Tritium extraction from materials is most commonly carried out using oxidative thermal desorption in purpose-built furnace systems and typically involves trapping the product in a water bubbler which is sampled for measurement using liquid scintillation counting (LSC). The performance of perhaps the most widely used commercial system, the Raddec Pyrolyser, has been evaluated for a broad range of sample types. Several parameters that were expected to affect tritium desorption and recovery were systematically studied. These included sample heating rates and end-point temperatures, carrier/oxidant gas flows, catalyst temperature, bubbler trapping and carry-over/memory effects. A catalyst such as platinised-alumina is used to ensure the quantitative oxidation of volatile combustion products to HTO and CO 2. This also ensures that the trapped decomposition products do not colourise the bubbler solutions that are subsequently sampled for LSC. Tritium evolution profiles were determined for a range of sample types and were obtained by systematically changing bubblers at a set of progressively increasing temperatures. These experiments showed the maximum heating temperature and total combustion time required for the complete recovery of tritium from samples was dependent on the sample matrix types and the 3H form. These evolution profiles need only be determined once and are readily transferable to other Pyrolyser systems.
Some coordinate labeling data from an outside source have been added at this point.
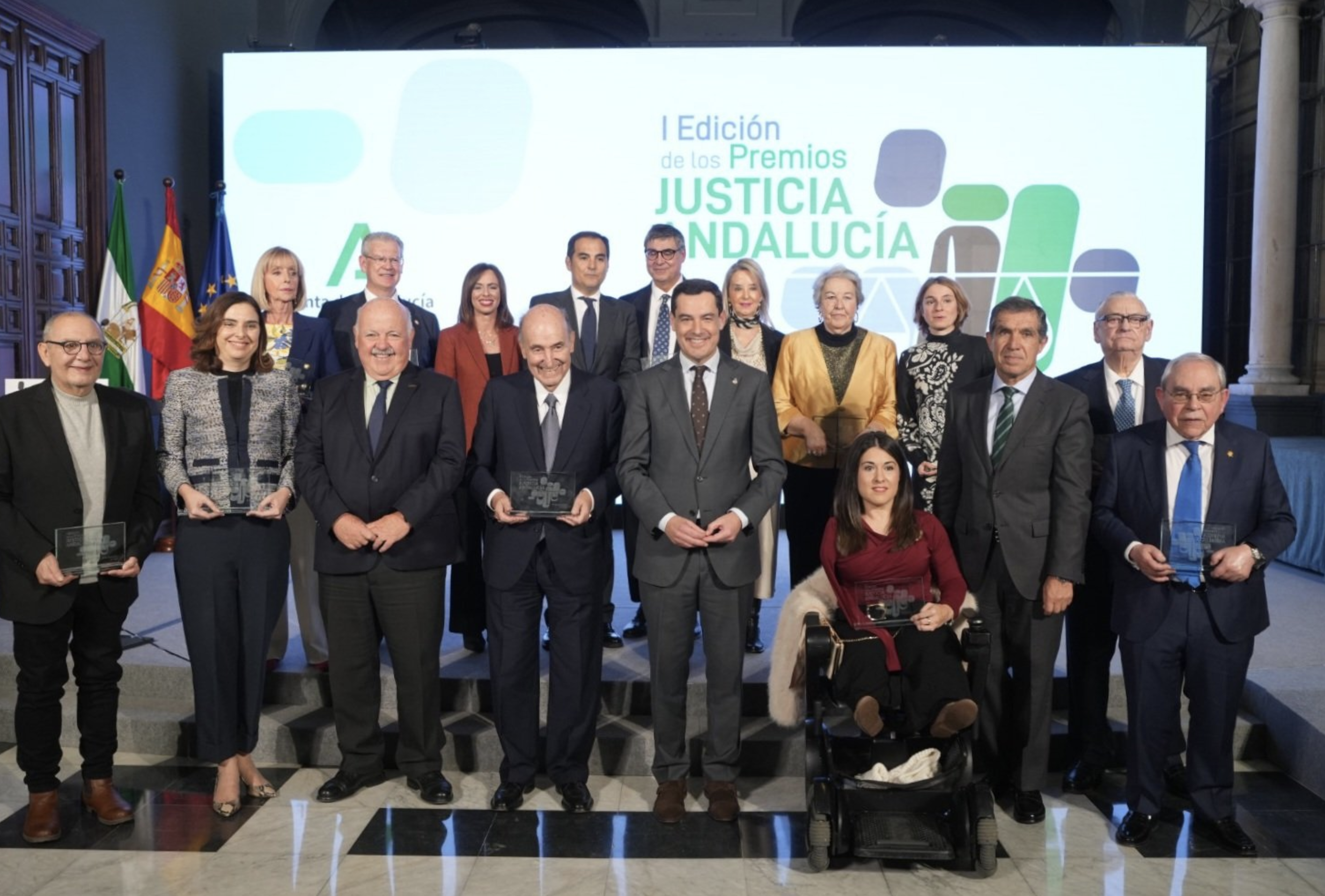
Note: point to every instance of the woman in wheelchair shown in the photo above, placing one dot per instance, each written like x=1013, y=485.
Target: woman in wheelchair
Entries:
x=899, y=663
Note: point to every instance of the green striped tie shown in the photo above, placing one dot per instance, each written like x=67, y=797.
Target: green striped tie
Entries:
x=1003, y=426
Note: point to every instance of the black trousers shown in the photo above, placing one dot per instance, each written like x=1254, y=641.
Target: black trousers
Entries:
x=232, y=576
x=1186, y=654
x=932, y=674
x=90, y=632
x=575, y=624
x=1014, y=721
x=406, y=609
x=809, y=498
x=468, y=590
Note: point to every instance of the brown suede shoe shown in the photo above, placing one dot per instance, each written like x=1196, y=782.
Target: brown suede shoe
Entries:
x=953, y=718
x=670, y=805
x=43, y=822
x=722, y=800
x=104, y=801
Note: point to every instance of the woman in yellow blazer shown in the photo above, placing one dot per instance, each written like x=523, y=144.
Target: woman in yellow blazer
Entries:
x=832, y=382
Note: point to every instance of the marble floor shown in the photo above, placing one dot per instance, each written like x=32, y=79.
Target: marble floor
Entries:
x=386, y=841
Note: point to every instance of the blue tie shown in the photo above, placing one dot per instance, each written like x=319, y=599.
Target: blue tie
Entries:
x=662, y=332
x=378, y=417
x=589, y=333
x=1186, y=509
x=1126, y=412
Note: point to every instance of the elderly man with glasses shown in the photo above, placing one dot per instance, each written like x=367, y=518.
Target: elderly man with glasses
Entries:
x=77, y=467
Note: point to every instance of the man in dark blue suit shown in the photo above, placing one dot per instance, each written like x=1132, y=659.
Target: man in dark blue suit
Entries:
x=1189, y=627
x=664, y=254
x=548, y=418
x=382, y=257
x=607, y=344
x=1116, y=389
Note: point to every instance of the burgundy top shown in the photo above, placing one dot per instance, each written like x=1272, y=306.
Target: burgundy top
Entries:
x=929, y=560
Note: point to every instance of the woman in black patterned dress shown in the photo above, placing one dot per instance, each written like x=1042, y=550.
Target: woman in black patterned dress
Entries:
x=942, y=360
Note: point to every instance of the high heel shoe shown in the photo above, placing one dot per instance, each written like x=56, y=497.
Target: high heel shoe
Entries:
x=226, y=809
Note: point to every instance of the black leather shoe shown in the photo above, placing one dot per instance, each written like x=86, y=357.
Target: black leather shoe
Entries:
x=1082, y=777
x=1027, y=808
x=1176, y=781
x=639, y=627
x=346, y=785
x=1230, y=836
x=510, y=796
x=575, y=797
x=1136, y=828
x=432, y=788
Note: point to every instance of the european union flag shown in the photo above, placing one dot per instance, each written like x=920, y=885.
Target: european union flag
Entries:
x=219, y=273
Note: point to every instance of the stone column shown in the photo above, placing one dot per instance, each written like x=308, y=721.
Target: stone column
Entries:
x=1274, y=230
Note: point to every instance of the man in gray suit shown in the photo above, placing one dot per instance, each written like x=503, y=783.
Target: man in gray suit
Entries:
x=693, y=426
x=1014, y=493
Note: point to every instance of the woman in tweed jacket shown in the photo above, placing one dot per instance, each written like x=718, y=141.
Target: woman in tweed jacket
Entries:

For example tritiated water is rapidly liberated from samples at temperature around 100 °C whereas 3H substituted for structural H in organic species can require a temperature in excess of 300 °C to be released. Higher temperatures (up to 900 °C) are needed to liberate 3H originating from neutron capture reactions on trace Li or B within a material (e.g. reactor graphite or concrete). The furnace system investigated is highly effective at extracting tritium and 14C from all sample types studied (soil, sediment, biota, wood, metal, plastic, concrete, graphite, etc.) and overall it demonstrates high and reproducible recoveries.